Air India 171 Boeing 787 crash questions
Friends have been asking my opinion regarding the recent Boeing 787 crash in India. Based on the fact that the 787’s gear wasn’t retracting or retracted, the most common speculation right now seems to be that the flight crew mistakenly retracted flaps rather than gear at the “positive rate” point just above the runway.
I’m not typed in the B787 so I can’t say for sure how far apart flaps retraction and rotation speed are. In the CRJ, the following are true:
- the plane won’t take off without some flaps down (i.e., even with full power from two engines it will just go off the end of a 15,000′ runway)
- rotation speed (Vr) and flaps retraction speed (V2+10) are reasonably close, separated by perhaps 15 seconds (admittedly that’s with gear coming up); see “Everything about V Speeds Explained”
- flaps on an airliner move rather slowly
- with two engines at full power, the plane will climb reasonably well even if the configuration isn’t perfect
- given a long runway, less than full power is typically used for takeoff so as to reduce wear on the engines and stretch out the time to overhaul
So… I have no idea what caused this tragedy, but I don’t think that “proper configuration; proper rotation speed; full power; flaps instead of gear just after takeoff” explains a failure to climb. Gear adds drag, but the plane needs to be able to fly in a clean configuration on just one engine and, therefore, with double the power it can easily overpower the gear drag. An inadvertent flap retraction also shouldn’t have caused a crash because, once off the ground, the plane accelerates very quickly toward and beyond V2. The Ahmedabad airport is at sea level and has an 11,500′ runway, which might enable reduced thrust to be used even given the reported 43C temperature. On the other hand, pilots who are sinking would likely push the thrust levers full forward as a reflex.

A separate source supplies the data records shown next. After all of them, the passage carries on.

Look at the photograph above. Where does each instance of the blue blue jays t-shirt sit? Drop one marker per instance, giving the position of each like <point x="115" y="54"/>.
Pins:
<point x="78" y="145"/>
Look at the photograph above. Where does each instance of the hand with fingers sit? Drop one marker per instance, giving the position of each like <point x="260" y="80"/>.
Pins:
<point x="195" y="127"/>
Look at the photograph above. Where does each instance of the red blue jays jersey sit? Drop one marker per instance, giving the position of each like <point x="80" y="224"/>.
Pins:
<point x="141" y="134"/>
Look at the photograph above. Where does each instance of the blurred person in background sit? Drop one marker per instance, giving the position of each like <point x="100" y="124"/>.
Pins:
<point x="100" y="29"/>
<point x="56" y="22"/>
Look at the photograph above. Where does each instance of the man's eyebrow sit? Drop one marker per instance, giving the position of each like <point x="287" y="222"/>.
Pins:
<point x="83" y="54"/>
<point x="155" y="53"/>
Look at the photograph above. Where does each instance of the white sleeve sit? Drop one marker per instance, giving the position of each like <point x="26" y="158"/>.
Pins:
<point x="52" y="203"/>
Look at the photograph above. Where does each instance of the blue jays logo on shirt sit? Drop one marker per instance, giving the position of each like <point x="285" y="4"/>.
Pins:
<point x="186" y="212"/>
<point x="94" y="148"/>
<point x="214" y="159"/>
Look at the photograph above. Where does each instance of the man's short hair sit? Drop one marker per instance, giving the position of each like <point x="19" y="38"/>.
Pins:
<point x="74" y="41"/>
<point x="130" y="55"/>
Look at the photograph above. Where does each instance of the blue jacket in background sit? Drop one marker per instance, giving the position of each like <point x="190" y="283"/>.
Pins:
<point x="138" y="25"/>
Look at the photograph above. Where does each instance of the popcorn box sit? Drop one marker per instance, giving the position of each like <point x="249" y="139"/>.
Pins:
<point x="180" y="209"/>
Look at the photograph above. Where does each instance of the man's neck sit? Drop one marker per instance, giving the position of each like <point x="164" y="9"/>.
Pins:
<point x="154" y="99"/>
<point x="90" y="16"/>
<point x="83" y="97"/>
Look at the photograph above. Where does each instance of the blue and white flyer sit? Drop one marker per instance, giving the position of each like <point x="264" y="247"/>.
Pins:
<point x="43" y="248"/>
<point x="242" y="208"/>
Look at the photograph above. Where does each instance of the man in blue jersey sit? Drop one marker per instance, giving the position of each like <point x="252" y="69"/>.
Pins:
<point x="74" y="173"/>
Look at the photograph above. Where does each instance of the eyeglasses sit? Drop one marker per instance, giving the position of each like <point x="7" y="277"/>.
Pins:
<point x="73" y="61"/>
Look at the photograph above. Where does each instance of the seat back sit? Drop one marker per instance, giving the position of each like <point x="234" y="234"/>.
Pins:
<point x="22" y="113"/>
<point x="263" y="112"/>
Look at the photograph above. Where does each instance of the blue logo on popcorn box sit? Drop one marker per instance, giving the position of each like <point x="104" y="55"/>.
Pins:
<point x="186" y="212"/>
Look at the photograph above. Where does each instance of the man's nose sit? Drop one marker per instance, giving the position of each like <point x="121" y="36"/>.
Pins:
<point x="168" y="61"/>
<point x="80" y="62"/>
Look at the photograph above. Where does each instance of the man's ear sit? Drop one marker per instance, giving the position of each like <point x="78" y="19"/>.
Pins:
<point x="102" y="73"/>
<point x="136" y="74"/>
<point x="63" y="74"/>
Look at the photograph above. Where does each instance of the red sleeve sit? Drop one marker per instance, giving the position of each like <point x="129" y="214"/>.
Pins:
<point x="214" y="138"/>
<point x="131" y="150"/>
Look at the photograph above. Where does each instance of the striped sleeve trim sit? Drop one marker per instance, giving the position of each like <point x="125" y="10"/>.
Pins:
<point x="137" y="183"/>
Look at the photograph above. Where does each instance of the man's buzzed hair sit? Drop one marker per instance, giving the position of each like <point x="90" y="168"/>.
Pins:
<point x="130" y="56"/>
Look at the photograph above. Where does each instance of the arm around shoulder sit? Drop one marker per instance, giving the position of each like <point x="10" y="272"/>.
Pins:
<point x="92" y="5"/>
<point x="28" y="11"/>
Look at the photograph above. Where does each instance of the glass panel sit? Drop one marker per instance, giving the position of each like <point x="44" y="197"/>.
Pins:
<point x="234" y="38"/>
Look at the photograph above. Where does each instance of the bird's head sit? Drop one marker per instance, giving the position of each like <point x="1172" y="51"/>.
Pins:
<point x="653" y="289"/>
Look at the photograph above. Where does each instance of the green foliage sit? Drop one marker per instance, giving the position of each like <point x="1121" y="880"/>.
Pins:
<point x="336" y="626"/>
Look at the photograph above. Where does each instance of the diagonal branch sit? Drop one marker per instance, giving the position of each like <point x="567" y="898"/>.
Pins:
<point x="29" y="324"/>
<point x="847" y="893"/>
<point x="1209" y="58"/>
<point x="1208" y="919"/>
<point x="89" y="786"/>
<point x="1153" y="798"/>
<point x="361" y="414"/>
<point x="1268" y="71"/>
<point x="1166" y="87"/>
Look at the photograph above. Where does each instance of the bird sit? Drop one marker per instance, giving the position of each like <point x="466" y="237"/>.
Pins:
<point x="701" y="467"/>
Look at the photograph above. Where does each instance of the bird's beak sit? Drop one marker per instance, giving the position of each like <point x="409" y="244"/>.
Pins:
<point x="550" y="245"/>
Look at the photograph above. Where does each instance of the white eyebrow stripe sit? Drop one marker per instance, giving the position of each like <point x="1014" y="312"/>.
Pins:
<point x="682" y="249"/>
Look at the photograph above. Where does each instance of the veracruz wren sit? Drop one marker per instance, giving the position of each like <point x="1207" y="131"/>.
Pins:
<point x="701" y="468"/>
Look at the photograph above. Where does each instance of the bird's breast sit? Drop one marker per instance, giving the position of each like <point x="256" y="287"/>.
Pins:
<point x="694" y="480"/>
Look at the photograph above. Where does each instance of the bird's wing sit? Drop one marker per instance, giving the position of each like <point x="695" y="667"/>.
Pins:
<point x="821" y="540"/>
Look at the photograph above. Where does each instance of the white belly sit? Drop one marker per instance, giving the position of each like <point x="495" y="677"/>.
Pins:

An obvious explanation is that the aircraft lost power in both engines shortly after takeoff, but it is difficult to think of a way that two turbine engines can fail at the same time. It happened to a Boeing 777 landing at Heathrow due to high altitude icing, but that’s impossible during a hot summer takeoff. It happened to Airbus single-pilot hero Captain Sully (Jeff Skiles nowhere to be found in the media!).
Maybe the fuel was contaminated, but jet engines will burn almost anything and why didn’t the engines quit during taxi?
Separately, should “British man” Vishwash Kumar Ramesh (Guardian) spend all of his future earnings on lottery tickets?